Hand-Carved in Indonesia, Shaped by Nature

The defining feature of the parasite wood range is that no two pieces are the same. Parasite wood is timber from trees overgrown by parasitic vines — and the resulting forms (twisted grain, hollowed sections, irregular outlines) can't be standardised, replicated, or mass-produced. Indonesian artisans work with what each piece of wood gives them, fitting the carved animal, bird, or mushroom to the natural shape of the base rather than the other way round. What you receive is not a representative example of a production run — it is the specific carving in the photograph, with the specific base that wood happened to grow into. That makes these pieces unusually personal as gifts, and unusually rewarding to live with.

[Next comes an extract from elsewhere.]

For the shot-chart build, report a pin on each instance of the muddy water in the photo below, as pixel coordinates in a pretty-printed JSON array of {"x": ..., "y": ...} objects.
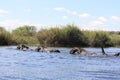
[{"x": 30, "y": 65}]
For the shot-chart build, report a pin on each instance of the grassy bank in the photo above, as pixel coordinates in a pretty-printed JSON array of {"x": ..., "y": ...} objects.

Frequently Asked Questions

  1. What is parasite wood?
    Parasite wood is timber that comes from trees overgrown by parasitic vines — strangler figs, lianas, and other climbing plants. Over years and sometimes decades, the parasitic growth shapes the wood beneath it, leaving twisted grain, hollowed sections, and organic, irregular outlines once the tree is harvested. In Indonesia, where most parasite wood used in craft comes from, it's known as jempinis or jempinis batu. Because the form is shaped by botanical accident rather than by the carver, no two pieces are identical.

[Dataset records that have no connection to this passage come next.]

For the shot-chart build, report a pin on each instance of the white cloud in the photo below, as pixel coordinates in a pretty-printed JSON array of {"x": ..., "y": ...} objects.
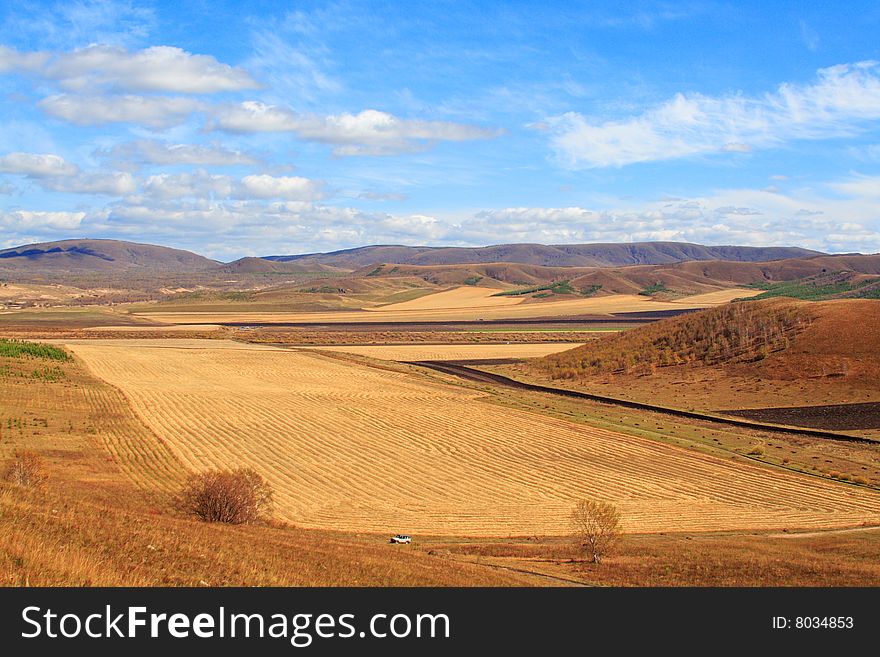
[
  {"x": 290, "y": 187},
  {"x": 30, "y": 220},
  {"x": 199, "y": 184},
  {"x": 840, "y": 102},
  {"x": 861, "y": 186},
  {"x": 203, "y": 185},
  {"x": 150, "y": 151},
  {"x": 369, "y": 132},
  {"x": 111, "y": 184},
  {"x": 152, "y": 111},
  {"x": 36, "y": 165},
  {"x": 159, "y": 68}
]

  2. Are these pieces really one-of-a-kind?
    Yes — genuinely. Parasite wood bases cannot be standardised, since the natural form of each base depends on how a particular tree was overgrown. Artisans work with the shape they find rather than fitting wood to a template. The carving you see in each product photograph is the specific carving you'll receive. We don't substitute, swap, or use representative photography on this range.
  3. How are these carvings made?
    Each piece is hand-carved in Indonesian workshops, where wood carving is a longstanding craft tradition passed down through generations. The animal, bird, or mushroom figure is worked from a single piece of solid hardwood, polished smooth, and then set into a base of raw parasite wood that has been cleaned but otherwise left in its natural form. The contrast between the polished carving and the rough base is intentional, and is the defining aesthetic of the range.

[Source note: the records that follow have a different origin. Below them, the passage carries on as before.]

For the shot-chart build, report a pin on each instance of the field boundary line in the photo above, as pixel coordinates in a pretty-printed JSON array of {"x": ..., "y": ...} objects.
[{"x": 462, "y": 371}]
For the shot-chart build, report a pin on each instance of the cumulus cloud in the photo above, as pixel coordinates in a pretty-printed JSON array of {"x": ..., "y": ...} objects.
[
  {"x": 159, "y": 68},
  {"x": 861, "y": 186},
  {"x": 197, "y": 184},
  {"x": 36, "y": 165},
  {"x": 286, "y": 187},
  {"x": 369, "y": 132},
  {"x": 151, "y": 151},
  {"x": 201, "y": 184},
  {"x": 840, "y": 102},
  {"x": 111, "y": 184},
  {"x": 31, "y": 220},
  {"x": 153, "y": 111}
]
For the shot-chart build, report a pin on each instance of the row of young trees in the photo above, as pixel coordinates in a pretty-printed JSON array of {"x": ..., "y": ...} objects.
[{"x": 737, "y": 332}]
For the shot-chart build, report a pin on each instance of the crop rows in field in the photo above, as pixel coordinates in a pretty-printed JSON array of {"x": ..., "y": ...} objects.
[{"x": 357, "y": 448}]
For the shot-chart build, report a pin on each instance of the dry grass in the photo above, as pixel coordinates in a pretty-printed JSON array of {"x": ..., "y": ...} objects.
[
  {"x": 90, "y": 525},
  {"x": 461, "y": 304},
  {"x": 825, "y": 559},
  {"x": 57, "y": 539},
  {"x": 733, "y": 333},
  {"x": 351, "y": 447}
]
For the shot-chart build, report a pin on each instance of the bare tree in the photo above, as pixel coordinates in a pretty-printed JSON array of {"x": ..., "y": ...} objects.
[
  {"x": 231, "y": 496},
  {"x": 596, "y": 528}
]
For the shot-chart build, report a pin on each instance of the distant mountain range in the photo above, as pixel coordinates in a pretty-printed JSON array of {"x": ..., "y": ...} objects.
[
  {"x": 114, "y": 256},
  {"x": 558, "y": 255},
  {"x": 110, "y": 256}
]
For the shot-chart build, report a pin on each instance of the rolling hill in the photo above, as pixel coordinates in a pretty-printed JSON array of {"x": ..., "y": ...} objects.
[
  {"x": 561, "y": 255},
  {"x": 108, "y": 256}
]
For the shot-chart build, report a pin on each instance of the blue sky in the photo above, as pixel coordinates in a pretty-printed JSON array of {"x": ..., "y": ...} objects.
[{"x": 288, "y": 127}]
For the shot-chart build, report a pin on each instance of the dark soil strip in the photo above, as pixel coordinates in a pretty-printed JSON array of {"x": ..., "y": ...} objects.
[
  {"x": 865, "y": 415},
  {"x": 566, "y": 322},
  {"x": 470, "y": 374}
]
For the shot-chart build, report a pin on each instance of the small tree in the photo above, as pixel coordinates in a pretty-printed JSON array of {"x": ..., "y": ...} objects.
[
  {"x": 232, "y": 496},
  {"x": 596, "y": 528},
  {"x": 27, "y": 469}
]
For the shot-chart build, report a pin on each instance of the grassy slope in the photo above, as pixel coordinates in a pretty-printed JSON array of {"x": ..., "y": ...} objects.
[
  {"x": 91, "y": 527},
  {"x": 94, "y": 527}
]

  4. How should I care for the wood?
    These pieces are intended for indoor display. Keep them away from direct sunlight and sources of moisture (radiators, kitchens, bathrooms). Dust occasionally with a dry, soft cloth. No specific maintenance is required, but if you want to refresh the finish over time, a light application of natural furniture wax or wood oil is fine.
  5. What sizes are these pieces?
    Sizes vary by design. The smaller pieces (single animals, two-mushroom arrangements) are compact and suit shelves, desks, windowsills, and bedside surfaces. The taller mushroom cluster and the multi-element compositions are larger statement pieces, better suited to sideboards, mantelpieces, console tables, and open shelves. Specific dimensions are listed on each individual product page.
  6. Are these good for gifts?
    Particularly so. Each piece carries cultural symbolism (the elephant for wisdom, the owl for knowledge, the hummingbird for joy and resilience, the bee for industry and ecological care, the mushroom for woodland and fairy folklore), and the genuine uniqueness of every carving makes them feel personal rather than off-the-shelf. Popular as gifts for gardeners, beekeepers, bird enthusiasts, witches, mycology lovers, cottagecore collectors, and — particularly the hummingbird — as memorial or recovery gifts.